In the “Afterword” to Contexts, he provides his own first-person narrative in order to situate his work: “the ideas laid out in this book are very personal to me, as I have struggled with depression and anxiety for most of my adult life” (p. 119). In fact it was “teaching and writing about existentialism and phenomenology, especially the work of Heidegger,” that helped him to make sense of his experience (p. 119). But then, in December 2018, he suffered a major heart attack and this was “nothing less than world shattering” (p. 122). With this illness he experienced the collapse of space, time, relationships, and meaning that he describes in his book: “I felt as if the future and the past were closing in on me, as if I were trapped in a meaningless present” (p. 124f.). In addition, the treatment he received from medical specialists overwhelmed him with jargon and technology: “The overall impact of this objectification was a feeling of profound helplessness, that I was no longer a participant in my own existence” (p. 126). The turning point came when he accepted his own vulnerability and came to realize that he was “fundamentally defenseless and dependent on others” (p. 130). He came to accept his own need for recognition and validation by others: “For me, without others listening to and caring about my situation, there would be no healing and, consequently, no way of projecting a meaningful path forward” (p. 129). The book ends on an affirmative note that transcends the biomedical approach: “Insofar as our suffering is not just treated with medical technology but heard, acknowledged, and affirmed by others, there is still a way forward; there is still joy in being alive” (p. 130).
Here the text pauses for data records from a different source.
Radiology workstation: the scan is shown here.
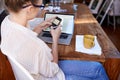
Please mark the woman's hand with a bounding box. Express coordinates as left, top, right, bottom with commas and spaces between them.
33, 17, 55, 34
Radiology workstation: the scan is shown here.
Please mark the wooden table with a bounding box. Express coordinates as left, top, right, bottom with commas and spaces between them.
48, 4, 120, 80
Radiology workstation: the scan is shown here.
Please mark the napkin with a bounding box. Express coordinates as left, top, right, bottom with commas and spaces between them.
75, 35, 102, 55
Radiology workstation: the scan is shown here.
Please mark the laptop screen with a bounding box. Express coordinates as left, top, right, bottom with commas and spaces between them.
44, 13, 74, 34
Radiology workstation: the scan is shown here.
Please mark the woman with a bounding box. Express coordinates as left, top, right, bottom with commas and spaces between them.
1, 0, 108, 80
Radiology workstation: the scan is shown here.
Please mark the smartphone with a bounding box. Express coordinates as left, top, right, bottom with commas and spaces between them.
51, 17, 62, 29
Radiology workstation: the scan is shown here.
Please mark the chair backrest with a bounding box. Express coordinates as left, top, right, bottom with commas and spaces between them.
88, 0, 103, 14
7, 56, 34, 80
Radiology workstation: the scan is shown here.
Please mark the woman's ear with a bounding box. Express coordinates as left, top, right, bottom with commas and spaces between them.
27, 6, 33, 15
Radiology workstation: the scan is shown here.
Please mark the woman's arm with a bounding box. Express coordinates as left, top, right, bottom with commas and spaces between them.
51, 26, 61, 63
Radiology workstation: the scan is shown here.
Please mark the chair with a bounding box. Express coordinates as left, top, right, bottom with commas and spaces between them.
96, 0, 116, 30
7, 56, 35, 80
88, 0, 103, 14
60, 0, 74, 3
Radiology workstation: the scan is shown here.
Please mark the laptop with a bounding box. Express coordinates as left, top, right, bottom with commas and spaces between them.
38, 13, 74, 45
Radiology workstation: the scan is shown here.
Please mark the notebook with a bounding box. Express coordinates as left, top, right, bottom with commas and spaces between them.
38, 13, 74, 45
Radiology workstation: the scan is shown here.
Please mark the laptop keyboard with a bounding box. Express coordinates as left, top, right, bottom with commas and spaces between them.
42, 33, 68, 39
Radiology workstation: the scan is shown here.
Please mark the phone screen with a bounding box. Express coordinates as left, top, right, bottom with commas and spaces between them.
52, 17, 62, 26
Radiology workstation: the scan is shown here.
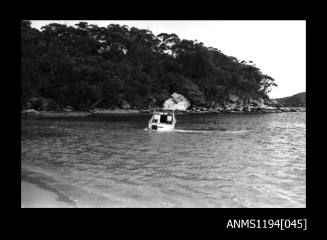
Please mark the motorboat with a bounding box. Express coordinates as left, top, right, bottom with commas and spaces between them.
148, 108, 176, 131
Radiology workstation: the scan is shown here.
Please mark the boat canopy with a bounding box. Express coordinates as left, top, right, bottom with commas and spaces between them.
154, 108, 175, 113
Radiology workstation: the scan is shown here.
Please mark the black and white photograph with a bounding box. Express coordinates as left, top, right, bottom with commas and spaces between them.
20, 20, 307, 208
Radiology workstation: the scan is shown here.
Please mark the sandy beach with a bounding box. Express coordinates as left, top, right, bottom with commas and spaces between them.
21, 180, 76, 208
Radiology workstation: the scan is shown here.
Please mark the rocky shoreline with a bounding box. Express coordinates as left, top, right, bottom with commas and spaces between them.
21, 93, 306, 117
21, 107, 306, 117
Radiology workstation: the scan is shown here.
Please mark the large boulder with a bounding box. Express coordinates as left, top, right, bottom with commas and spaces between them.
26, 97, 51, 111
118, 99, 131, 110
163, 93, 190, 111
228, 94, 239, 103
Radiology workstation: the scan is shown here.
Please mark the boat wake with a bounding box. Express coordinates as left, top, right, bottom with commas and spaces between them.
144, 128, 249, 133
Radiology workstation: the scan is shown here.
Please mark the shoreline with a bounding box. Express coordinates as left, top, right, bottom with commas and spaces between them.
21, 107, 306, 118
21, 176, 77, 208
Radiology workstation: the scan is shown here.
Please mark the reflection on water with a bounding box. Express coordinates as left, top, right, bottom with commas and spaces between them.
21, 113, 306, 207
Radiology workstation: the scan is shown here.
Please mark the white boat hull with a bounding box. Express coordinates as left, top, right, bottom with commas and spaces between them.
148, 123, 175, 132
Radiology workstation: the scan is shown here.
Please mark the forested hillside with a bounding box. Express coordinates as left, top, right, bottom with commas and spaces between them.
21, 20, 277, 110
276, 92, 306, 107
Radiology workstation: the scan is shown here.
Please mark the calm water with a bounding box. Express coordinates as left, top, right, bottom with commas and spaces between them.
21, 112, 306, 207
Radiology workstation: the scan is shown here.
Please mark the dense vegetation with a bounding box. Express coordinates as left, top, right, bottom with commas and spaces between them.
21, 20, 276, 109
276, 92, 306, 107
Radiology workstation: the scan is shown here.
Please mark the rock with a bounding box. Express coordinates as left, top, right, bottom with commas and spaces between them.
21, 109, 40, 117
228, 94, 239, 103
118, 99, 131, 110
26, 97, 51, 111
63, 106, 73, 112
163, 93, 190, 111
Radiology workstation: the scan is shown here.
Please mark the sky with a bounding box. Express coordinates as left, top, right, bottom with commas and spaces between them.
31, 20, 306, 98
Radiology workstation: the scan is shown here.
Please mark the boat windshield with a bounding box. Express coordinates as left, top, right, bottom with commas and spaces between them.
154, 108, 174, 114
152, 114, 173, 124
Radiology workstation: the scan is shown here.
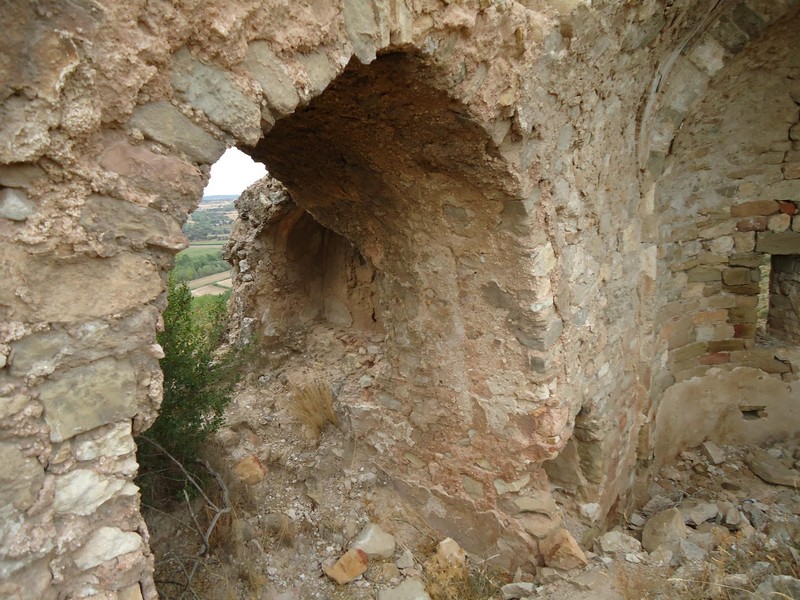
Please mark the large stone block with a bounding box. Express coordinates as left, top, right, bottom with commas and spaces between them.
244, 41, 300, 117
128, 101, 225, 164
75, 527, 142, 570
81, 194, 187, 251
0, 442, 44, 510
39, 358, 138, 442
53, 469, 139, 516
172, 48, 261, 146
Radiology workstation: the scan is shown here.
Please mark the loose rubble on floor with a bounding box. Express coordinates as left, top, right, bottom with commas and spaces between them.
145, 329, 800, 600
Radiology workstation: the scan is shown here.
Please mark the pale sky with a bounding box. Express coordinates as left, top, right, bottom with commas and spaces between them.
203, 148, 267, 196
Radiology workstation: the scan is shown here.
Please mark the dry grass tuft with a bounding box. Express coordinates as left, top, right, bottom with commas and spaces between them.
425, 556, 510, 600
288, 379, 338, 439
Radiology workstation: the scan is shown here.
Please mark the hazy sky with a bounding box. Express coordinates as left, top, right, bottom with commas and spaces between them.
203, 148, 267, 196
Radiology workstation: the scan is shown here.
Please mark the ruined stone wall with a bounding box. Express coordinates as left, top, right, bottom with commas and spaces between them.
0, 0, 800, 599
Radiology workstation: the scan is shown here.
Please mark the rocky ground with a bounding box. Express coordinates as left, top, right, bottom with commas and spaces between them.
148, 327, 800, 600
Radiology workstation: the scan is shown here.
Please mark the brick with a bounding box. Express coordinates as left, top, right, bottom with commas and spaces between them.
736, 217, 767, 231
733, 323, 756, 340
783, 163, 800, 179
731, 200, 778, 217
672, 342, 708, 363
697, 352, 731, 365
722, 267, 750, 285
728, 307, 758, 323
708, 340, 744, 354
686, 266, 722, 283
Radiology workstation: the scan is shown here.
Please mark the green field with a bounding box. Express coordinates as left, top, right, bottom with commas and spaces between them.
172, 243, 231, 281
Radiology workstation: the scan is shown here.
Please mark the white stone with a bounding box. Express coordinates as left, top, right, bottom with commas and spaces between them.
72, 421, 136, 460
75, 527, 142, 570
350, 523, 395, 558
500, 581, 536, 600
53, 469, 127, 516
378, 577, 431, 600
597, 530, 642, 554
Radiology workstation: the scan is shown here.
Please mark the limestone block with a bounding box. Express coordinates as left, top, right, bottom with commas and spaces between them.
53, 469, 139, 516
0, 442, 44, 510
172, 48, 261, 146
0, 188, 36, 221
81, 194, 187, 250
378, 577, 431, 600
128, 100, 225, 164
244, 41, 300, 116
72, 421, 136, 460
75, 527, 142, 570
39, 358, 138, 442
756, 231, 800, 254
642, 508, 687, 552
350, 523, 395, 558
296, 51, 337, 97
344, 0, 378, 65
539, 529, 589, 571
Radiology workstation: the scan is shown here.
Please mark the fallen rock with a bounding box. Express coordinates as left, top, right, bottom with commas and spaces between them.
539, 528, 589, 571
436, 538, 467, 565
642, 508, 686, 552
745, 449, 800, 488
322, 548, 369, 585
701, 440, 725, 465
678, 502, 719, 525
350, 523, 395, 558
378, 577, 431, 600
396, 550, 414, 569
500, 581, 536, 600
597, 530, 642, 555
233, 454, 267, 485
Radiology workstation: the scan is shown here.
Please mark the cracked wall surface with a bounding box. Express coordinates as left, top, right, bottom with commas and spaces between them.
0, 0, 800, 600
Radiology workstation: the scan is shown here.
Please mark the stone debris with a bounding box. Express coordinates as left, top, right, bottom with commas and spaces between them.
539, 529, 589, 571
642, 508, 686, 552
378, 577, 431, 600
500, 581, 536, 600
597, 529, 642, 555
233, 455, 267, 485
701, 440, 725, 465
350, 523, 395, 558
322, 548, 369, 585
746, 449, 800, 489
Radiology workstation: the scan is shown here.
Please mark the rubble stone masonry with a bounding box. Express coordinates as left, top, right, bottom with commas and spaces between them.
0, 0, 800, 600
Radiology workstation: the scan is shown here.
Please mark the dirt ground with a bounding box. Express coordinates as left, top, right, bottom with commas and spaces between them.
146, 327, 800, 600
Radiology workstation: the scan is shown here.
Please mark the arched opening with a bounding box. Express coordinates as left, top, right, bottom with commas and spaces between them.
225, 53, 563, 565
654, 12, 800, 464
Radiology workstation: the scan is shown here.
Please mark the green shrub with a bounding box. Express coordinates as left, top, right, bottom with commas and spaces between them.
139, 278, 238, 500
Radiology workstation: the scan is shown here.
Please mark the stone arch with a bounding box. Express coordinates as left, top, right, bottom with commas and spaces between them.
651, 5, 800, 463
225, 51, 565, 564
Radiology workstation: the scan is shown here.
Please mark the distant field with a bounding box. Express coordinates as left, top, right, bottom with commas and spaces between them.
172, 243, 231, 281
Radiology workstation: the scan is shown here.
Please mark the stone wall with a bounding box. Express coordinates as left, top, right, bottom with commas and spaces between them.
0, 0, 800, 599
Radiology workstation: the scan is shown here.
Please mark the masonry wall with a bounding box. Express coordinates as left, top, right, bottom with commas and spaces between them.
0, 0, 800, 600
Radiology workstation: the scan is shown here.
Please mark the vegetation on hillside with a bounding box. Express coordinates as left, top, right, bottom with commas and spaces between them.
172, 245, 231, 281
138, 278, 237, 502
183, 206, 233, 242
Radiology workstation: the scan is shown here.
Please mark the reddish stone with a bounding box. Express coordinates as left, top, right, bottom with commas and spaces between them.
698, 352, 731, 365
731, 200, 778, 217
322, 548, 369, 585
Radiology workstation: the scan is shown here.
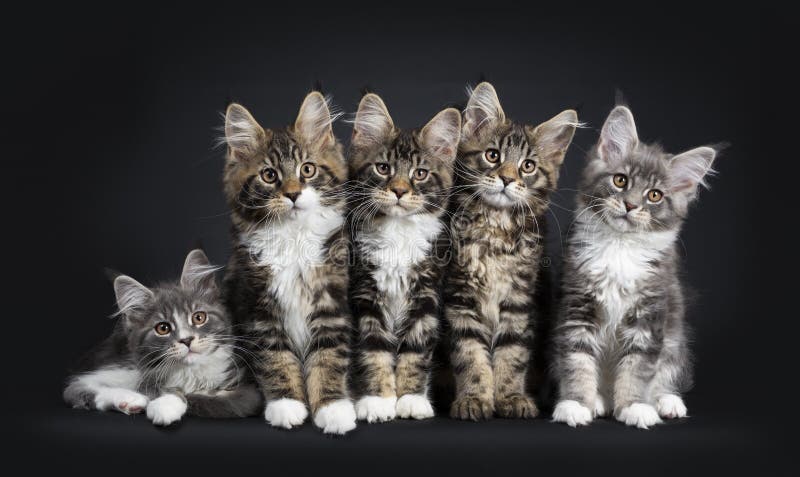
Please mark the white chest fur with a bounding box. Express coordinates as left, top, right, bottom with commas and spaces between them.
575, 226, 677, 330
358, 214, 442, 327
242, 208, 343, 352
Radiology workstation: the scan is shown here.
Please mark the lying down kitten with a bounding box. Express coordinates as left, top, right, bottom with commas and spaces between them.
64, 250, 263, 426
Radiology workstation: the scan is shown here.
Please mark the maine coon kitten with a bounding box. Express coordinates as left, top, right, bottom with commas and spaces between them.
64, 250, 262, 426
553, 106, 716, 429
219, 92, 356, 434
348, 94, 461, 422
445, 83, 578, 420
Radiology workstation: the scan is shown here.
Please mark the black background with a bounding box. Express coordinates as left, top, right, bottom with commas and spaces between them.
3, 2, 780, 475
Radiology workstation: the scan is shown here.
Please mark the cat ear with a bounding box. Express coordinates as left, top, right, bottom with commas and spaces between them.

Kevin Aho’s Contexts of Suffering goes beyond a merely academic work of scholarship. It is a convincing study of Heidegger, to be sure, but also a very personal study of illness in general, and gives a profound response to the over-emphasis on biomedical psychiatry. There are a few formal issues with the book, from the editing to the title, which could be snappier in order to interest a broader audience. Nevertheless, Aho successfully brings together several disciplines—philosophy, psychiatry, social history and cultural critique—to deliver an important statement on the treatment of mental health. Especially in the time of COVID-19 and the growing wave of mental troubles that accompany the pandemic, this book should be read widely for its insightful recommendations as to how people could better be treated under world-shattering conditions.